For more information on the recycling program call 639-5637.  Tips for successful recycling

The following are some examples of acceptable recyclables (examples are not all inclusive):

Recyclables:  clear, brown or green glass.   What can be recycled:  juice bottles, beer and wine bottles, mayonnaise jars and baby food jars.

What cannot be recycled: light bulbs, crystal, coffee mugs, ovenware, clay flower pots and plates.

Preparation:  rinse well and remove lids. Labels may remain.

Recyclables:  aluminum and steel cans.

What can be recycled:  soda, soup, juice and vegetable cans, aluminum foil without food contamination. 

What cannot be recycled: aluminum foil or pie pans with food contamination and aerosol cans.

Preparation:  Rinse well and remove lids.  Labels may remain.

Recyclables:  newspapers and telephone directories.

What can be recycled:  Newspapers and all inserts.

What cannot be recycled:  TV guides or any magazine with grainy newspaper pages, paperbacks and hardback books and comic books.

Preparation:  keep dry.

Recyclables:  cardboard.

What can be recycled:  cereal, shoe, paper and detergent boxes and brown grocery paper bags.

What cannot be recycled:  pizza boxes contaminated with food or grease, milk cartons, paper plates, frozen food boxes, boxes made of wax-coated paper and boxes with foam glued to boxes.

Preparation: keep dry, flatten and place beside the plastic curbside collection container.

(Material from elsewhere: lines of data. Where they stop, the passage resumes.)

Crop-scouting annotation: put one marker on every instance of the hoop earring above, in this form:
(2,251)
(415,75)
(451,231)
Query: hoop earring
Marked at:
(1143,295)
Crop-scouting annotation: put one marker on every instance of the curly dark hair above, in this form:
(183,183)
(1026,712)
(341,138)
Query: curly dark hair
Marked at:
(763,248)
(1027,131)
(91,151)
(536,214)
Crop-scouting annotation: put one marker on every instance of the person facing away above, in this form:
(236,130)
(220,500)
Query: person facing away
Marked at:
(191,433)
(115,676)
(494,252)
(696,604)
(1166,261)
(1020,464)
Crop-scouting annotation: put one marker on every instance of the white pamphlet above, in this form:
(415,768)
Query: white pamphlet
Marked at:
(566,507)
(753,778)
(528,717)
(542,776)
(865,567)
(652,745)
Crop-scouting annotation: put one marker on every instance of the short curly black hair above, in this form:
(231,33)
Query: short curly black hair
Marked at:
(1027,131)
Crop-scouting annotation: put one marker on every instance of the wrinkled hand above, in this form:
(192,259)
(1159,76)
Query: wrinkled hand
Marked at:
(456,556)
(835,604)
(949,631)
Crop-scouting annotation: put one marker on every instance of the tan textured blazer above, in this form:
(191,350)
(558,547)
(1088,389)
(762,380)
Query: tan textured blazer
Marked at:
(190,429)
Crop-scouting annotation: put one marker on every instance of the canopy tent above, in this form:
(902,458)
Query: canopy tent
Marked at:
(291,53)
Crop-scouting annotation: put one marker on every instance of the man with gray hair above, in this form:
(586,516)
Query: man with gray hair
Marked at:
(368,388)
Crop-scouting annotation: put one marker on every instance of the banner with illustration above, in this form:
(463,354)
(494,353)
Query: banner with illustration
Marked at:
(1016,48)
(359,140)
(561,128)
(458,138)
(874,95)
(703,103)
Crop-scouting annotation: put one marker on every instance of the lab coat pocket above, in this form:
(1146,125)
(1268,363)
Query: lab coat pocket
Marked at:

Recyclables: clear plastics or the see-through tinted ones that are used as food containers such as opaque milk jugs, water, juice, sport drinks, and soda bottles.

What cannot be recycled: white plastic jugs, plastic buckets, detergent, oil, antifreeze, bleach or any container that has held a hazardous material, plastic bags (grocery, fertilizer or trash) plastic wrap, plastic food trays, Styrofoam, diapers, any of the popcorn/peanut or bubble packing material.